Effects on Stress Regulation and Salivary Cortisol in Horses
As equine wellness modalities expand, understanding how different interventions influence stress physiology, nervous system regulation, and behavior is essential. Salivary cortisol is commonly used as a marker of HPA-axis activity, offering insight into physiological stress rather than visible calm alone.
This comparison examines three commonly used modalities—PEMF blankets, Prosix proprioceptive bands, and massage therapy—based on current evidence regarding cortisol, behavior, and neuromuscular regulation.
PEMF Blankets
Recent controlled research (Hartzler et al., 2025) provides a clear evaluation of PEMF blankets and their influence on stress-related outcomes.
What the study demonstrated
The study found that:
• Horses exhibited relaxation behaviors while wearing the blanket, regardless of whether the PEMF unit was activated.
• No additional behavioral benefit was observed when therapeutic PEMF frequencies (1–6 Hz or 10–30 Hz) were used compared to the blanket being worn with the field turned off.
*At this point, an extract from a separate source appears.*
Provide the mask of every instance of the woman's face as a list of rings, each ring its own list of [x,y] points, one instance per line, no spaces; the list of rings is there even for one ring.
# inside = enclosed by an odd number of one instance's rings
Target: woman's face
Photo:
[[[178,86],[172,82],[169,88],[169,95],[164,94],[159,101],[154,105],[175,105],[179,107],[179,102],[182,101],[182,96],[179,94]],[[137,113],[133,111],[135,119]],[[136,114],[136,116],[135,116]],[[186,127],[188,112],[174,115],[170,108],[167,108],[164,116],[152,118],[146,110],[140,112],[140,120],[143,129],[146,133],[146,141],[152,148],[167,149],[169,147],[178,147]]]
• Salivary cortisol did not decrease under any condition, including both active and inactive PEMF settings.
Interpretation
These findings indicate that:
• The calming effect comes from the blanket itself, not the electromagnetic field.
• The blanket appears to function similarly to a compression or containment layer, producing comfort and relaxation through tactile input and light pressure.
• PEMF activation does not enhance stress reduction or produce a measurable endocrine response.
In other words, the PEMF blanket is effective as a calming tool—but equally effective when it is not turned on, with no demonstrated impact on cortisol or HPA-axis activity.
Prosix Proprioceptive Band System
The Prosix system uses wide elastic bands placed around the chest, barrel, and hindquarters, providing continuous proprioceptive input, gentle compression, and elastic resistance.
What emerging research indicates
Recent findings show that use of the Prosix system is associated with:
• Reductions in salivary cortisol, indicating a physiological shift in stress regulation.
• Improved postural organization, hind-end engagement, and movement stability.
• Increased calm, regulated behaviors and reduced reactivity.
Interpretation
Prosix appears to influence stress physiology by:
• enhancing somatosensory and proprioceptive feedback,
• improving postural stability so the nervous system perceives greater safety,
• reducing inefficient or compensatory movement patterns that contribute to internal stress load.
Its effects are both neurological and mechanical, supporting stress regulation through improved sensory integration and motor control.
Massage Therapy
Massage therapy—particularly slow, parasympathetic-oriented and myofascial approaches—demonstrates consistent effects on both behavior and physiology.
What research consistently shows
Across multiple equine studies, massage is associated with:
• Significant reductions in salivary cortisol,
• Increased parasympathetic activity (slower breathing, softened muscle tone, lowered heart rate),
• Sustained relaxation behaviors beyond the treatment period.
Interpretation
Massage directly modulates the autonomic nervous system and HPA axis through mechanoreceptive and interoceptive pathways, shifting the horse out of a stress state and into a condition that supports recovery, learning, and efficient movement.
Overall Interpretation
Current evidence suggests that how a modality interacts with the nervous system matters more than the modality itself.
• PEMF blankets provide calming effects through tactile and compression-based input, with no added benefit from activating the electromagnetic field and no measurable cortisol reduction.
• Prosix proprioceptive bands demonstrate cortisol-lowering effects by improving sensory integration, posture, and neuromotor organization.
• Massage therapy shows the strongest and most consistent influence on stress physiology, directly lowering cortisol through autonomic regulation.
Together, these findings highlight that interventions engaging touch, compression, proprioception, and fascial sensory pathways produce the most meaningful physiological shifts in equine stress regulation.